== vs =
Ray Dunn
ray at micomvax.UUCP
Thu Mar 24 09:57:51 AEST 1988
In article <1011 at mcgill-vision.UUCP> mouse at mcgill-vision.UUCP (der Mouse),
obviously feeling cheesed off, squeaks:
>In article <931 at micomvax.UUCP>, ray at micomvax.UUCP (Ray Dunn) writes:
>> We believe that you should put a safety cage over a spinning gear,
>> not just put up a sign saying "Don't slip on the wet floor into this
>> dangerous device".
>
>Except that in this case, it is sometimes useful to slip into the
>spinning gear, provided you know what you're doing. The cage gets in
>the way of that.
I agree, it is indeed sometimes useful. Did I make any suggestion anywhere
that we remove this ability? I suggest that the safety cage should be the
*norm*. Give the guy a wrench if he wants to remove it! Use you incisor
teeth on the bars (:-)! But be careful of the cat!
>> Dave, don't you believe in removing from system designs, as much of
>> the human ability to make mistakes as possible?
>Fine. Let's tie everyone to their bed, so they can't fall down
>crossing the street and get run over.
WOWEE! Is it a bird? Is it a plane? No! Its only *der mouse* taking an
incredible unsupported leap from one statement to a conclusion!
Can someone please explain the step from question ">>" to conclusion ">"?
Or is the tail too long?
>> Remember me the next time you discover a "stupid" error in the code
>> you are writing, or when a typo costs you a couple of days work,
>> [etc].
>
>And you remember this discussion next time you come up against
>something your current language won't let you do because its designers
>considered it a bad thing to do and hence forbade it.
>
Jeese! You are missing the whole point! Its not the freedom that's bad,
its the syntax that's bad!
We should all have the right to commit suicide, I would rather not do it
accidently (:-)!
You *should* be able to do *anything* in a language if you really must.
What you should also rely on the language to do is to help you not make
stupid mistakes. I make stupid mistakes, you make stupid mistakes, we *all*
make stupid mistakes!
Stupid mistakes should be *obvious* they should not be *insidious*.
>Just yesterday I found a bug in some of my code where I'd written ==
>for what I intended to be an assignment. So what? I discover bugs
>where I've written && instead of ||, too.
>
So what indeed! Clever little mouse aren't you! At least the majority of
us only make stupid mistakes, making *clever* mistakes takes talent!
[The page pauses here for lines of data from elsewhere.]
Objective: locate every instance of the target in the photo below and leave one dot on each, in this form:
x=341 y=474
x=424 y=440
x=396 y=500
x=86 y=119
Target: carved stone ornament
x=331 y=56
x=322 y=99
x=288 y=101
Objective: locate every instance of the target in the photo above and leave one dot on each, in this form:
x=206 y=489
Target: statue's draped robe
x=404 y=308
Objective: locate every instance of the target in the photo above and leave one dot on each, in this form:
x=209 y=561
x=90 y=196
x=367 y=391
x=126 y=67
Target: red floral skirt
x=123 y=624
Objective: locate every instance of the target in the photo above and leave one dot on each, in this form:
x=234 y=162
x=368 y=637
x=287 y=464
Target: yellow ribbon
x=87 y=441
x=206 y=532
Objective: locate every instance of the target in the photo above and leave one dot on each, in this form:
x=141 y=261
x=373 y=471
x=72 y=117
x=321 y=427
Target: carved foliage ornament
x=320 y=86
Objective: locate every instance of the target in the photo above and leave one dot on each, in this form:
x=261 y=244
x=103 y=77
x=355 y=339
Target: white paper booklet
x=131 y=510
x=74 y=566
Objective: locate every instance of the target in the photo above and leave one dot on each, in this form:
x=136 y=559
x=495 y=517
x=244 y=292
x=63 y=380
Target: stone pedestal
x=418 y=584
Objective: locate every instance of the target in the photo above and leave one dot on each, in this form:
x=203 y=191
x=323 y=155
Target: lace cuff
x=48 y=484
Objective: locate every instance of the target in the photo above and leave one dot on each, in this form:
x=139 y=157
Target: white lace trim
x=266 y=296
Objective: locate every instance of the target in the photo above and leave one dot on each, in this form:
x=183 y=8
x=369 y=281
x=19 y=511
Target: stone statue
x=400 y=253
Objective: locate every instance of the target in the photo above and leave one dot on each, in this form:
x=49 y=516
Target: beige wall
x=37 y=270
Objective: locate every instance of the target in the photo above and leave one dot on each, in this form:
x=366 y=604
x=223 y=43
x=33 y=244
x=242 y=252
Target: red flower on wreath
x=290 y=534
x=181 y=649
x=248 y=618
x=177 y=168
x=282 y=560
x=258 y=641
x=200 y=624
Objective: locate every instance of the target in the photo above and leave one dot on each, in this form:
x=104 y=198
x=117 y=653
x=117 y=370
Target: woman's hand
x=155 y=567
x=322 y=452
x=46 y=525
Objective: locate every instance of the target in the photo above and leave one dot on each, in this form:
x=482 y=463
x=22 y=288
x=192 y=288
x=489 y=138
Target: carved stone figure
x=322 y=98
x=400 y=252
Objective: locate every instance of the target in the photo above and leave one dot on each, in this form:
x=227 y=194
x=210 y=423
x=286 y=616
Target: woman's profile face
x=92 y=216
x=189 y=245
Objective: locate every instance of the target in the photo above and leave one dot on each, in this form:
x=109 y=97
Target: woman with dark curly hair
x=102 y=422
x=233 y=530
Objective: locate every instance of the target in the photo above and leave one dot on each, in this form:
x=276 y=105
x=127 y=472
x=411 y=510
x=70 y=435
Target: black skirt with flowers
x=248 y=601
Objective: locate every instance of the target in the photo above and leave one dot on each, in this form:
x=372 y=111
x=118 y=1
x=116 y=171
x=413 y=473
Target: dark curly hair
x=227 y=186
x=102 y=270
How many have you yet to find, and how many have already done their damage!
The cage not only saves *you*, it also saves your poor unsuspecting
*users* (or had you forgotten them)?
>It's a tradeoff. C chooses freedom, and with it comes the rope to hang
>yourself.
Or others, as the case may be.
Does liking 'C' mean we shouldn't try to improve it?
This subject is f***ing demised! It's pushing up the daisies! It's a
*dead* subject. It has ceased to 'C'.